Quem é normal?
lucianaportinho 22/07/2015 16:22
Por Suzana Herculano-Houzes ( Neurocientista)
Dizem que o cérebro humano é o sistema mais complexo do universo, aquele cuja definição requer a maior quantidade de informações. Parte dessa complexidade –a que cabe em combinações variadas de uns 10 a 20 mil genes, não mais– é definida geneticamente; outra parte, enorme e impossível de se quantificar, é definida ao longo da vida, ao sabor da construção autorregulada do cérebro e do seu próprio uso
Em termos biológicos, é espantoso que mais coisas não deem errado mais vezes. É tão maravilhoso que um sistema tão complexo funcione tão bem na maioria dos casos, e na maior parte do tempo, que seguimos alheios à multiplicidade de bombas por explodir em nossos corpos, acreditando na normalidade da vida. A tal normalidade é um conceito enganoso. Em português comum, ser "normal" significa ser saudável, perfeito. Matematicamente, contudo, "normal" é apenas aquele que cai no centro da distribuição estatística de um parâmetro. E dada a complexidade do cérebro, dificilmente alguém matematicamente normal é também perfeitamente saudável. Duvida? Vejamos. De acordo com as estatísticas dos Institutos Nacionais de Saúde dos EUA, ao menos 30% dos adultos sofrem, sofreram ou vão sofrer de um transtorno de ansiedade em algum momento da vida; mais de 20%, de depressão, mania ou bipolaridade; quase 20%, de enxaquecas. Dos idosos com mais de 65 anos, 13% tem doença de Alzheimer, e dentre aqueles com mais de 85 anos, 45%. Cerca de 9% dos adolescentes sofrem de algum grau de distúrbio de déficit de atenção, cerca de 9% das crianças e adultos tem algum distúrbio de personalidade (borderline, evitante ou antissocial).

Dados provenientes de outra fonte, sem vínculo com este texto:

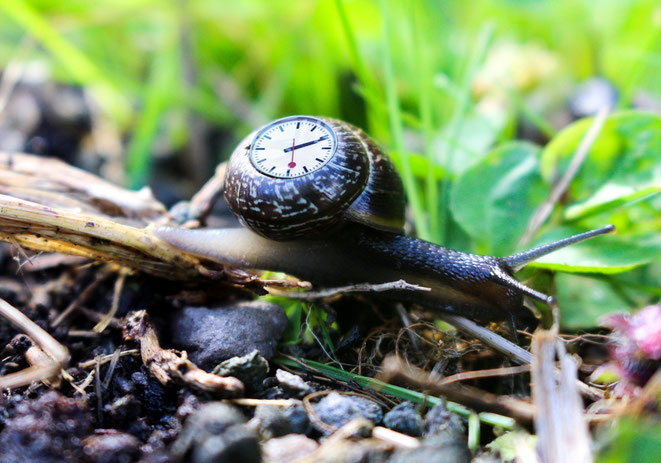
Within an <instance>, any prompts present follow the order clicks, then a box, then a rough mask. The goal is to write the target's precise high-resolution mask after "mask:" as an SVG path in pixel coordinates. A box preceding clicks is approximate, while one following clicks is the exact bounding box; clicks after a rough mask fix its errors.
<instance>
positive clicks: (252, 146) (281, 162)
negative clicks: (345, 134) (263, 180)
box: [250, 116, 337, 178]
mask: <svg viewBox="0 0 661 463" xmlns="http://www.w3.org/2000/svg"><path fill="white" fill-rule="evenodd" d="M336 149H337V137H336V135H335V132H334V131H333V129H331V128H330V127H329V126H328V125H327V124H326V123H325V122H323V121H321V120H319V119H316V118H314V117H309V116H291V117H285V118H284V119H278V120H277V121H274V122H272V123H270V124H269V125H267V126H266V127H264V128H263V129H262V130H260V131H259V132H258V133H257V135H256V136H255V139H254V140H253V142H252V144H251V145H250V162H252V165H253V166H255V168H256V169H257V170H258V171H260V172H261V173H263V174H266V175H270V176H271V177H277V178H294V177H301V176H303V175H307V174H310V173H312V172H314V171H315V170H318V169H320V168H321V167H323V166H324V165H325V164H326V163H327V162H328V161H330V160H331V159H332V157H333V155H334V154H335V150H336Z"/></svg>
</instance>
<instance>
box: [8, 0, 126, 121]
mask: <svg viewBox="0 0 661 463" xmlns="http://www.w3.org/2000/svg"><path fill="white" fill-rule="evenodd" d="M0 9H3V10H4V11H5V12H6V13H7V14H8V15H9V16H10V17H11V18H12V19H13V20H14V21H16V22H17V23H18V24H19V25H20V26H21V27H23V28H24V29H25V30H27V31H28V32H29V33H30V34H32V35H33V36H34V37H35V38H36V39H38V40H39V41H40V42H41V43H42V44H43V46H44V47H45V48H46V49H47V50H49V51H50V52H51V53H52V54H53V56H54V57H55V58H56V59H57V60H58V61H59V62H60V63H61V64H62V65H63V66H64V68H65V69H66V70H67V71H68V72H69V74H70V75H71V77H72V78H73V79H74V80H75V81H76V82H78V83H79V84H81V85H87V86H89V87H90V88H91V89H92V92H93V94H94V95H95V96H96V98H97V99H98V100H99V102H100V104H101V106H102V107H103V108H104V109H105V110H106V111H107V112H108V113H109V115H110V116H111V117H112V118H113V119H114V120H115V121H117V122H118V123H119V124H120V125H126V124H127V123H128V122H129V118H130V114H131V109H130V105H129V102H128V101H127V100H126V98H125V97H124V95H123V94H122V93H121V92H120V91H119V89H118V88H117V86H116V85H115V84H114V83H113V82H111V81H110V80H109V79H107V78H106V76H105V74H104V73H103V71H102V70H101V69H99V68H98V67H97V66H96V64H95V63H94V62H93V61H91V60H90V59H89V58H88V57H87V56H86V55H85V54H84V53H83V52H81V51H80V50H79V49H78V48H76V47H75V46H73V45H72V44H71V43H69V42H68V41H67V40H66V39H65V38H64V37H63V36H62V35H61V34H60V33H59V32H58V31H57V30H56V29H55V28H54V27H52V26H51V24H50V23H49V22H48V21H47V20H46V19H45V18H44V17H43V16H42V15H40V14H39V12H38V11H37V10H36V9H35V8H34V7H32V6H31V5H29V4H28V3H27V2H25V1H24V0H11V1H6V2H0Z"/></svg>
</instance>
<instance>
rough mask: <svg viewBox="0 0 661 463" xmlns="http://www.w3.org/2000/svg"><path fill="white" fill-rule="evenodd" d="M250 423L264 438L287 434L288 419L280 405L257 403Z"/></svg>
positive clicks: (268, 437)
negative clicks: (255, 407) (277, 406)
mask: <svg viewBox="0 0 661 463" xmlns="http://www.w3.org/2000/svg"><path fill="white" fill-rule="evenodd" d="M250 425H251V426H252V427H254V428H255V429H257V431H258V432H259V433H260V434H261V435H262V438H263V439H264V440H268V439H272V438H274V437H280V436H284V435H285V434H289V433H290V432H291V431H290V427H289V420H288V419H287V416H286V415H285V412H284V410H283V409H282V407H277V406H275V405H258V406H257V408H255V416H254V417H253V419H252V420H250Z"/></svg>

Cerca de 4% das pessoas sofrem ao menos um ataque epiléptico ao longo da vida, e 3% sofre ao menos um AVC. Dos jovens adultos, 2% tem transtorno obsessivo-compulsivo; cerca de 1% da população tem algum grau de autismo (ou síndrome de Asperger); outro 1% sofre de esquizofrenia. E um número enorme ainda escolhe destruir o próprio cérebro com drogas variadas. Assim como a pessoa "média" não existe –aquela com exatamente a altura média, o peso médio, a distância entre os olhos, a frequência cardíaca média da população–, a chance de alguém ser normal a vida toda, sem qualquer transtorno neurológico, é ínfima. De perto, ninguém é normal. Nem deveria ser: porque normal, afinal, é não ser normal. Ainda bem que a medicina está aí para isso.